Hadoop and object stores: Can we do it better?
Trent Gray-Donald and Gil Vernik explain the challenges of current Hadoop and Apache Spark integration with object stores and discuss Stocator, an open source object store connector that overcomes these shortcomings by leveraging object store semantics. Compared to native Hadoop connectors, Stocator provides close to a 100% speedup for DFSIO on Hadoop and a 500% speedup for Terasort on Spark.

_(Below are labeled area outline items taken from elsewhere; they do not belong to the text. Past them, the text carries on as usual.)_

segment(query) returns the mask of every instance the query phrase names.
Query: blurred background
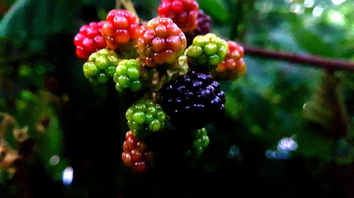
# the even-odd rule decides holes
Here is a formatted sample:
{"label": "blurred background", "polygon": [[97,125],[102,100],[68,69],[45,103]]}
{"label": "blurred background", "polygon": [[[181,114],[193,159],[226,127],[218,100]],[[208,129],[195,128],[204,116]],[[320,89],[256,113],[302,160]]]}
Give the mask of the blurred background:
{"label": "blurred background", "polygon": [[[156,15],[159,1],[132,1]],[[353,0],[198,2],[224,39],[354,61]],[[227,113],[202,157],[130,171],[131,99],[90,84],[73,44],[115,4],[1,0],[0,197],[354,197],[354,74],[247,54],[247,74],[221,82]]]}

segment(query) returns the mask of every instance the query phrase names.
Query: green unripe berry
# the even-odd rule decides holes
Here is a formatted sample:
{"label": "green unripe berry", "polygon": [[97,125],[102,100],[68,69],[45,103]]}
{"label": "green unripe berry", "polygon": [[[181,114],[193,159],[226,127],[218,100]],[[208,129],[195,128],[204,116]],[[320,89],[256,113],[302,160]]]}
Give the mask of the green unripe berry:
{"label": "green unripe berry", "polygon": [[204,48],[204,51],[207,55],[215,54],[219,50],[217,45],[215,43],[207,44]]}
{"label": "green unripe berry", "polygon": [[84,73],[86,76],[93,76],[98,73],[99,70],[96,67],[93,63],[85,63],[84,64]]}
{"label": "green unripe berry", "polygon": [[152,113],[147,113],[145,115],[145,123],[149,124],[149,123],[152,122],[154,118],[154,115],[152,115]]}
{"label": "green unripe berry", "polygon": [[[222,60],[221,60],[222,61]],[[220,57],[217,55],[212,55],[209,57],[209,63],[210,65],[217,65],[219,63],[221,63],[220,61]]]}
{"label": "green unripe berry", "polygon": [[210,140],[205,128],[193,131],[193,154],[195,157],[200,157],[209,145]]}
{"label": "green unripe berry", "polygon": [[133,92],[136,92],[140,89],[142,89],[142,82],[139,80],[135,80],[134,82],[132,82],[130,85],[129,85],[129,89],[130,89],[130,91]]}
{"label": "green unripe berry", "polygon": [[161,106],[149,100],[137,102],[125,113],[130,129],[135,130],[135,134],[139,137],[164,130],[166,117]]}
{"label": "green unripe berry", "polygon": [[104,73],[100,73],[97,77],[97,82],[99,84],[104,84],[108,81],[108,76]]}
{"label": "green unripe berry", "polygon": [[161,111],[157,113],[157,120],[160,122],[163,122],[166,119],[166,113],[165,112]]}
{"label": "green unripe berry", "polygon": [[113,80],[120,86],[118,92],[122,92],[128,87],[133,92],[142,89],[139,68],[140,63],[135,59],[125,59],[119,63],[113,78]]}
{"label": "green unripe berry", "polygon": [[96,58],[95,65],[98,69],[105,70],[108,68],[110,63],[107,57],[100,56]]}
{"label": "green unripe berry", "polygon": [[105,73],[108,75],[109,77],[113,77],[115,73],[115,67],[108,67],[105,69]]}
{"label": "green unripe berry", "polygon": [[115,73],[118,76],[123,75],[127,73],[127,68],[125,66],[118,65],[115,68]]}
{"label": "green unripe berry", "polygon": [[127,88],[130,85],[130,80],[124,75],[118,77],[118,83],[122,88]]}
{"label": "green unripe berry", "polygon": [[132,120],[128,120],[127,122],[129,128],[132,130],[138,130],[139,127],[139,124]]}
{"label": "green unripe berry", "polygon": [[139,78],[140,78],[140,71],[137,68],[135,67],[129,68],[127,74],[129,76],[129,78],[130,78],[132,80],[139,80]]}
{"label": "green unripe berry", "polygon": [[125,112],[125,118],[128,120],[132,120],[132,116],[134,114],[134,110],[132,108],[129,108]]}
{"label": "green unripe berry", "polygon": [[141,125],[145,122],[145,114],[143,112],[136,112],[132,116],[133,120]]}
{"label": "green unripe berry", "polygon": [[225,57],[227,42],[213,34],[197,36],[185,50],[188,66],[195,70],[212,71]]}

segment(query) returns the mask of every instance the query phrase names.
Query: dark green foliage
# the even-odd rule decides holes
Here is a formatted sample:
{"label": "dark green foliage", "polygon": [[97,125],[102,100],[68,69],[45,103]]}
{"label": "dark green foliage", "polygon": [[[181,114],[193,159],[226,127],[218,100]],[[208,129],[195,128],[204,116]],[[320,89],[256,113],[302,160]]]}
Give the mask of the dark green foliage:
{"label": "dark green foliage", "polygon": [[[212,32],[221,37],[354,61],[352,1],[337,6],[324,1],[328,6],[314,17],[314,8],[321,6],[315,1],[297,15],[282,0],[199,1],[212,16]],[[156,15],[159,3],[133,2],[144,20]],[[1,170],[0,197],[23,197],[23,192],[28,197],[353,194],[354,75],[326,73],[247,54],[247,74],[221,83],[227,113],[207,126],[212,140],[200,159],[181,154],[183,132],[178,131],[166,142],[155,142],[153,147],[162,151],[149,172],[135,175],[125,169],[120,162],[127,130],[125,113],[137,99],[118,97],[113,80],[100,87],[91,85],[73,44],[81,25],[99,20],[115,3],[18,0],[6,14],[0,13],[0,111],[12,115],[20,127],[28,125],[36,142],[25,169],[31,173],[28,186],[18,185],[22,180]],[[50,120],[46,132],[38,133],[37,124],[46,118]],[[279,151],[284,137],[295,137],[297,149],[287,159],[267,158],[267,150]],[[50,166],[53,155],[59,155],[62,163]],[[74,182],[64,188],[60,173],[69,164],[74,170]]]}

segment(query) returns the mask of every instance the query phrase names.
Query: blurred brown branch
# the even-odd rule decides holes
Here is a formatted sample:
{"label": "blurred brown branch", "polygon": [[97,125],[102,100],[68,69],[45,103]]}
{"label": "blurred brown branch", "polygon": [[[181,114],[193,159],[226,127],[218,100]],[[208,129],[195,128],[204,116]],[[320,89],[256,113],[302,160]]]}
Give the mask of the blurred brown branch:
{"label": "blurred brown branch", "polygon": [[354,62],[323,57],[302,55],[295,53],[286,53],[263,49],[253,47],[244,47],[245,54],[264,58],[271,58],[288,61],[294,63],[312,66],[329,71],[346,70],[354,72]]}

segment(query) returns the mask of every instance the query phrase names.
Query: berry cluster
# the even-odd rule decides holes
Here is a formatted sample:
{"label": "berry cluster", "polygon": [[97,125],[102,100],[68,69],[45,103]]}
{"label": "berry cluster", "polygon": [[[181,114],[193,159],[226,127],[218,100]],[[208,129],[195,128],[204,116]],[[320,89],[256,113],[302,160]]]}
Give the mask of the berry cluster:
{"label": "berry cluster", "polygon": [[[108,48],[115,49],[120,44],[136,41],[139,28],[139,21],[134,13],[125,10],[113,10],[108,13],[101,32]],[[120,49],[124,50],[124,47]]]}
{"label": "berry cluster", "polygon": [[189,66],[195,70],[210,71],[214,70],[225,58],[227,42],[215,35],[197,36],[192,45],[186,50]]}
{"label": "berry cluster", "polygon": [[183,32],[168,18],[149,21],[142,27],[142,35],[137,41],[140,58],[151,68],[177,63],[186,46]]}
{"label": "berry cluster", "polygon": [[207,130],[203,128],[195,130],[193,136],[194,154],[195,157],[200,157],[209,145],[210,140],[207,134]]}
{"label": "berry cluster", "polygon": [[225,94],[211,75],[195,71],[165,84],[161,106],[176,128],[200,129],[224,111]]}
{"label": "berry cluster", "polygon": [[84,74],[91,82],[103,84],[113,77],[118,63],[117,54],[113,51],[103,49],[90,56],[84,64]]}
{"label": "berry cluster", "polygon": [[91,22],[80,28],[79,33],[74,37],[77,56],[87,58],[92,53],[106,47],[101,34],[103,24],[103,22]]}
{"label": "berry cluster", "polygon": [[137,60],[122,60],[115,68],[115,89],[122,92],[129,87],[130,91],[137,92],[142,88],[140,77],[140,63]]}
{"label": "berry cluster", "polygon": [[229,41],[229,50],[224,61],[215,69],[215,75],[222,79],[236,79],[246,73],[247,68],[242,57],[244,48],[237,43]]}
{"label": "berry cluster", "polygon": [[194,0],[162,0],[159,15],[172,19],[183,32],[193,32],[198,25],[199,5]]}
{"label": "berry cluster", "polygon": [[[246,72],[242,47],[209,33],[211,18],[195,0],[162,0],[158,13],[141,25],[133,13],[113,10],[74,37],[77,56],[88,58],[83,70],[88,80],[112,79],[120,97],[141,97],[126,111],[130,130],[122,154],[137,171],[151,163],[161,137],[169,142],[181,134],[187,142],[181,150],[189,145],[189,153],[200,156],[209,144],[203,128],[224,111],[225,94],[213,77],[236,79]],[[168,131],[186,133],[158,133]],[[147,151],[144,142],[154,150]]]}
{"label": "berry cluster", "polygon": [[205,35],[210,32],[210,26],[212,24],[212,18],[210,16],[205,14],[202,10],[198,11],[198,26],[197,29],[191,32],[185,32],[187,38],[187,44],[189,46],[193,42],[194,38],[198,35]]}
{"label": "berry cluster", "polygon": [[130,130],[125,134],[122,160],[136,171],[143,171],[152,161],[152,153],[147,151],[147,145]]}
{"label": "berry cluster", "polygon": [[159,104],[150,100],[142,100],[127,110],[125,118],[129,128],[134,130],[135,135],[144,137],[152,132],[164,130],[166,116]]}

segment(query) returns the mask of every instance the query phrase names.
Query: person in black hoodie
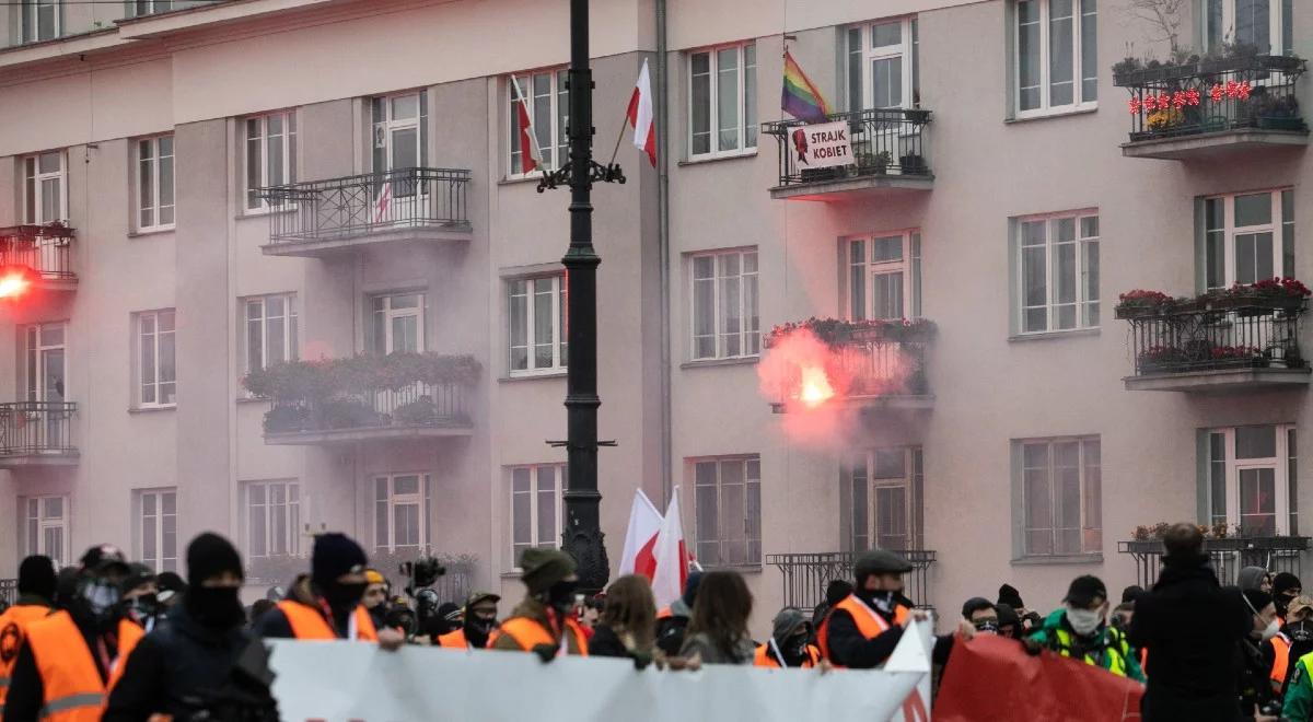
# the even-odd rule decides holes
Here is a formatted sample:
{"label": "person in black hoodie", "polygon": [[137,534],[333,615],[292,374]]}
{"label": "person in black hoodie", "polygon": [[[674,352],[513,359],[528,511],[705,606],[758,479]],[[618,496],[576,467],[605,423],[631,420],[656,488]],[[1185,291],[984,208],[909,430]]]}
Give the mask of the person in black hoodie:
{"label": "person in black hoodie", "polygon": [[1163,537],[1166,554],[1153,591],[1136,599],[1129,642],[1149,650],[1144,722],[1239,718],[1236,650],[1254,629],[1239,593],[1222,589],[1194,524]]}
{"label": "person in black hoodie", "polygon": [[127,656],[104,722],[278,718],[268,651],[246,627],[242,580],[242,557],[227,540],[192,540],[183,601]]}

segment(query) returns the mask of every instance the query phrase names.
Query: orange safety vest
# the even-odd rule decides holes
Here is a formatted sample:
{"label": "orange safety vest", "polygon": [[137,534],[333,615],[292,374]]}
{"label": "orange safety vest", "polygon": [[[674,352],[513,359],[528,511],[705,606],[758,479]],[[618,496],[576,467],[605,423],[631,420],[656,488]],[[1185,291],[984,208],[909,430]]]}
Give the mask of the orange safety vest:
{"label": "orange safety vest", "polygon": [[[817,648],[815,645],[807,645],[807,658],[806,660],[802,662],[802,668],[810,669],[817,664],[821,664],[821,650]],[[752,655],[752,667],[780,668],[783,667],[783,664],[780,664],[780,660],[776,659],[773,654],[771,654],[771,643],[767,642],[765,645],[756,646],[756,654]]]}
{"label": "orange safety vest", "polygon": [[[332,627],[328,626],[328,621],[324,620],[323,613],[314,606],[290,599],[280,601],[277,606],[288,617],[291,634],[297,639],[340,639]],[[358,604],[356,605],[356,639],[361,642],[378,641],[378,633],[374,631],[374,621],[369,618],[369,612]]]}
{"label": "orange safety vest", "polygon": [[[574,620],[569,618],[566,620],[566,629],[574,634],[575,645],[579,647],[579,656],[588,656],[588,639],[584,637],[583,629]],[[503,634],[515,639],[515,643],[520,645],[520,648],[524,651],[532,651],[538,645],[557,645],[557,641],[551,638],[551,634],[542,625],[528,617],[511,617],[502,622],[502,626],[488,637],[488,648],[492,648],[492,642]],[[561,643],[563,645],[565,639]]]}
{"label": "orange safety vest", "polygon": [[81,630],[68,612],[56,612],[28,625],[28,647],[37,663],[45,706],[42,722],[98,722],[108,690],[123,676],[127,655],[146,631],[135,622],[118,622],[118,656],[109,669],[109,684],[100,680],[96,660]]}
{"label": "orange safety vest", "polygon": [[[821,622],[821,629],[817,630],[817,643],[821,646],[821,654],[834,662],[834,656],[830,655],[830,617],[835,612],[843,609],[852,617],[852,621],[857,625],[857,633],[860,633],[867,639],[874,639],[881,634],[889,631],[889,622],[884,617],[877,614],[873,609],[867,606],[867,603],[857,599],[855,595],[848,595],[843,597],[843,601],[835,604],[834,608],[825,616],[825,621]],[[894,624],[902,625],[907,621],[909,609],[903,605],[894,608]],[[835,667],[840,667],[835,664]]]}

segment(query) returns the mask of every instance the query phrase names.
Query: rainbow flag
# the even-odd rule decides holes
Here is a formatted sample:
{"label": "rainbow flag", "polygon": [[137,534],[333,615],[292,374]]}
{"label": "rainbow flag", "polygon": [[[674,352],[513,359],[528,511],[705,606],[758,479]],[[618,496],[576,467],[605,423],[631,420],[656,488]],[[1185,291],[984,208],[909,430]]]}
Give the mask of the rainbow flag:
{"label": "rainbow flag", "polygon": [[784,92],[780,106],[785,113],[809,123],[823,123],[829,119],[826,116],[834,113],[788,50],[784,51]]}

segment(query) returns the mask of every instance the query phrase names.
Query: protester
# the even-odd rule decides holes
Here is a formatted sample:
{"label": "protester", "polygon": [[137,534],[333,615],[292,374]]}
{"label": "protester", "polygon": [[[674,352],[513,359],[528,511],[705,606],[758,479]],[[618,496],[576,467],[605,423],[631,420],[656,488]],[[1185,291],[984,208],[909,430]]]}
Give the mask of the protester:
{"label": "protester", "polygon": [[520,580],[528,588],[524,601],[492,633],[488,647],[532,651],[551,662],[565,651],[588,655],[588,639],[571,617],[575,604],[575,562],[557,549],[525,549],[520,557]]}
{"label": "protester", "polygon": [[460,629],[437,638],[442,647],[454,650],[482,650],[496,629],[496,604],[502,597],[492,592],[474,592],[465,600],[465,621]]}
{"label": "protester", "polygon": [[186,592],[127,656],[105,722],[156,714],[179,721],[278,719],[268,652],[246,629],[242,580],[242,557],[227,540],[211,533],[192,540]]}
{"label": "protester", "polygon": [[119,584],[129,574],[114,546],[83,554],[75,591],[60,595],[59,612],[30,622],[5,697],[5,722],[95,722],[105,693],[140,641],[142,627],[122,618]]}
{"label": "protester", "polygon": [[1217,583],[1203,549],[1197,526],[1171,526],[1158,583],[1136,599],[1129,642],[1148,654],[1144,722],[1239,718],[1236,650],[1254,625],[1239,595]]}
{"label": "protester", "polygon": [[607,588],[607,603],[588,641],[593,656],[628,656],[638,668],[656,651],[656,600],[646,576],[621,576]]}
{"label": "protester", "polygon": [[28,625],[50,616],[54,599],[55,563],[39,554],[24,559],[18,564],[18,599],[0,614],[0,713]]}
{"label": "protester", "polygon": [[315,537],[310,578],[293,585],[289,599],[260,617],[260,637],[377,641],[386,650],[406,638],[394,629],[377,630],[360,604],[365,596],[365,551],[345,534]]}

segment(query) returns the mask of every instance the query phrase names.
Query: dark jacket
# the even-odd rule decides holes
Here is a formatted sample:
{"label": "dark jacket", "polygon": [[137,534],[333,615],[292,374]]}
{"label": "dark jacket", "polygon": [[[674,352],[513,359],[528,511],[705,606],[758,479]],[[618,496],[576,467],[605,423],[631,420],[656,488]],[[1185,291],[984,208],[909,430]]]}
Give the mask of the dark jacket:
{"label": "dark jacket", "polygon": [[1205,562],[1165,563],[1153,591],[1136,599],[1129,641],[1149,654],[1144,722],[1239,719],[1236,648],[1254,618]]}
{"label": "dark jacket", "polygon": [[179,604],[127,656],[102,719],[137,722],[168,714],[183,722],[205,710],[214,719],[277,719],[268,687],[235,672],[242,655],[256,668],[268,659],[264,645],[243,626],[202,626]]}

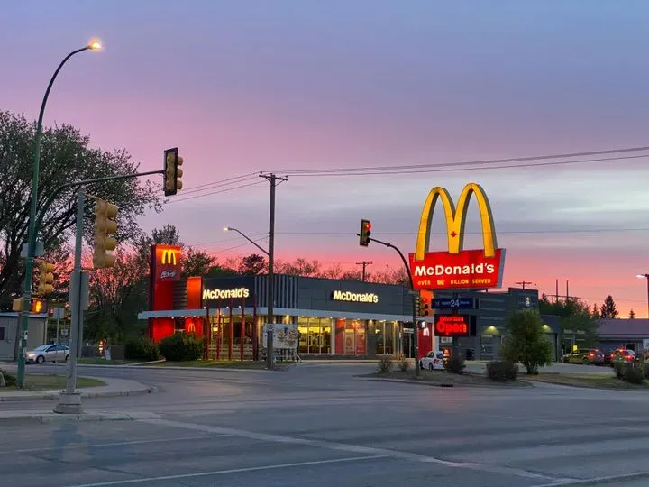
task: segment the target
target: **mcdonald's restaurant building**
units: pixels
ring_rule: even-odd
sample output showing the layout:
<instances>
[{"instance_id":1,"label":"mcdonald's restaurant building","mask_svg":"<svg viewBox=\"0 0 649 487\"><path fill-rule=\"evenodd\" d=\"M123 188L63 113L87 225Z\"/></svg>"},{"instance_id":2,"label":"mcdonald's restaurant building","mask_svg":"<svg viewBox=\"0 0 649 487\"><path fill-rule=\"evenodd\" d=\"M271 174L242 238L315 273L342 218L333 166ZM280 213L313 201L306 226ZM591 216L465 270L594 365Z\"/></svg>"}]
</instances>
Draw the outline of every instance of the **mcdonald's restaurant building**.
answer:
<instances>
[{"instance_id":1,"label":"mcdonald's restaurant building","mask_svg":"<svg viewBox=\"0 0 649 487\"><path fill-rule=\"evenodd\" d=\"M148 321L154 342L175 333L205 338L207 356L216 360L256 360L268 322L268 276L180 279L180 249L151 250L150 309L138 315ZM460 289L436 291L435 298L473 298L475 309L436 309L412 324L412 296L398 285L275 275L274 323L296 325L302 358L375 358L412 356L417 333L419 356L449 348L469 360L499 356L508 314L537 309L538 291ZM546 336L558 358L559 324L545 317Z\"/></svg>"},{"instance_id":2,"label":"mcdonald's restaurant building","mask_svg":"<svg viewBox=\"0 0 649 487\"><path fill-rule=\"evenodd\" d=\"M267 275L179 278L178 247L151 249L149 337L190 332L208 344L208 358L258 359L268 322ZM175 259L175 260L174 260ZM274 276L274 323L297 325L302 358L409 355L412 296L403 286ZM417 329L420 354L433 349L433 324Z\"/></svg>"}]
</instances>

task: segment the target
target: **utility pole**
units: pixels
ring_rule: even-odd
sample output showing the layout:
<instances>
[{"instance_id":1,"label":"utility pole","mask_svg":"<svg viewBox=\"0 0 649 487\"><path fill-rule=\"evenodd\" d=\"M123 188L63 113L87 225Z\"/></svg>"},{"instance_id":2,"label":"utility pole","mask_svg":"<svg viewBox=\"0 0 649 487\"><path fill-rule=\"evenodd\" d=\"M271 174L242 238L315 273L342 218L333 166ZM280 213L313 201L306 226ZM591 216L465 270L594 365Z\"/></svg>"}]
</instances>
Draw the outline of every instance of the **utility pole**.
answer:
<instances>
[{"instance_id":1,"label":"utility pole","mask_svg":"<svg viewBox=\"0 0 649 487\"><path fill-rule=\"evenodd\" d=\"M260 178L267 179L270 183L270 212L269 216L269 271L266 303L268 312L266 317L267 335L266 335L266 368L272 370L274 368L274 351L273 351L273 334L275 325L275 310L273 309L273 301L275 299L275 188L278 180L288 181L288 178L280 178L277 175L260 174Z\"/></svg>"},{"instance_id":2,"label":"utility pole","mask_svg":"<svg viewBox=\"0 0 649 487\"><path fill-rule=\"evenodd\" d=\"M361 280L363 282L365 282L365 277L366 277L365 268L366 268L368 265L371 265L371 264L373 264L373 263L374 263L374 262L368 262L367 261L363 261L362 262L356 262L356 265L362 265L362 266L363 266L362 280Z\"/></svg>"},{"instance_id":3,"label":"utility pole","mask_svg":"<svg viewBox=\"0 0 649 487\"><path fill-rule=\"evenodd\" d=\"M83 218L86 192L79 189L77 198L77 231L75 234L75 258L72 277L70 279L69 301L72 320L70 322L69 355L66 373L66 389L59 397L54 412L62 414L79 414L81 393L77 391L77 357L79 355L83 333L83 309L87 299L87 274L81 271L81 245L83 244Z\"/></svg>"}]
</instances>

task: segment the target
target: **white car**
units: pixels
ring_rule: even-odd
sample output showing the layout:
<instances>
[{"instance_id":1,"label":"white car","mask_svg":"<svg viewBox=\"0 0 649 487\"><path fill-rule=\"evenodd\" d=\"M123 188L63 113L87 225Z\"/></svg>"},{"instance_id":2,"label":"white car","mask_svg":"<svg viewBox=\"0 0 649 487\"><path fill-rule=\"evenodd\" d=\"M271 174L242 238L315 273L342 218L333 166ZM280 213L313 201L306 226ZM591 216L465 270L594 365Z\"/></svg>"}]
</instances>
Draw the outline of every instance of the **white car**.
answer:
<instances>
[{"instance_id":1,"label":"white car","mask_svg":"<svg viewBox=\"0 0 649 487\"><path fill-rule=\"evenodd\" d=\"M429 371L443 371L444 365L444 354L439 350L437 352L428 352L428 354L419 359L419 365L422 369L428 369Z\"/></svg>"},{"instance_id":2,"label":"white car","mask_svg":"<svg viewBox=\"0 0 649 487\"><path fill-rule=\"evenodd\" d=\"M32 363L43 363L45 362L68 362L69 348L62 345L44 345L25 354L25 362Z\"/></svg>"}]
</instances>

Talk Title | Hadoop and object stores: Can we do it better? |
Speakers | Trent Gray-Donald (IBM), Gil Vernik (IBM) |
Conference | Strata Data Conference |
Conf Tag | Making Data Work |
Location | London, United Kingdom |
Date | May 23-25, 2017 |
URL | Talk Page |
Slides | Talk Slides |
Video | |
Apache Hadoop installations traditionally collocate compute and storage using. However, there is a new trend toward disaggregation, where the compute and storage clusters are separate and can be scaled independently. The popularity of object stores has also increased recently. Object stores offer a highly scalable and low cost alternative for storing the huge amounts of data being generated and collected by individuals, businesses, and organizations. Combining both trends, many have started to explore the impact of using object storage as the primary data storage for their Hadoop and Spark compute clusters. Hadoop can easily operate without HDFS and contains modules that provide a convenient way to access object stores like Amazon S3, OpenStack Swift, Azure Blob Storage, and IBM Cloud Object Storage. Many big data projects, like Apache Spark or Alluxio, rely on these same Hadoop modules to ease their integration with object stores. However, these modules are designed to work with filesystems rather than object stores. Thus, they contain flows and operations (e.g., the creation of temporary objects and rename) that are not native to object stores and introduce unnecessary complexity and overhead. Trent Gray-Donald and Gil Vernik explain the challenges of current Hadoop and Apache Spark integration with object stores and discuss Stocator, an open source (Apache License 2.0) object store connector for Hadoop and Apache Spark specifically designed to optimize their performance with object stores. Trent and Gil describe how Stocator works and share real-life examples and benchmarks that demonstrate how it can greatly improve performance and reduce the quantity of resources used. In tests, running DFSIO on Hadoop with Stocator achieved a 37% speed up for write flows and a 96% speed up for the read flows compared to Hadoop with its native object store connectors, while running Terasort on Spark with Stocator achieved a 500% speedup compared to the native connectors. Wordcount on Spark, where the output is much smaller than the input, achieved a 100% speedup.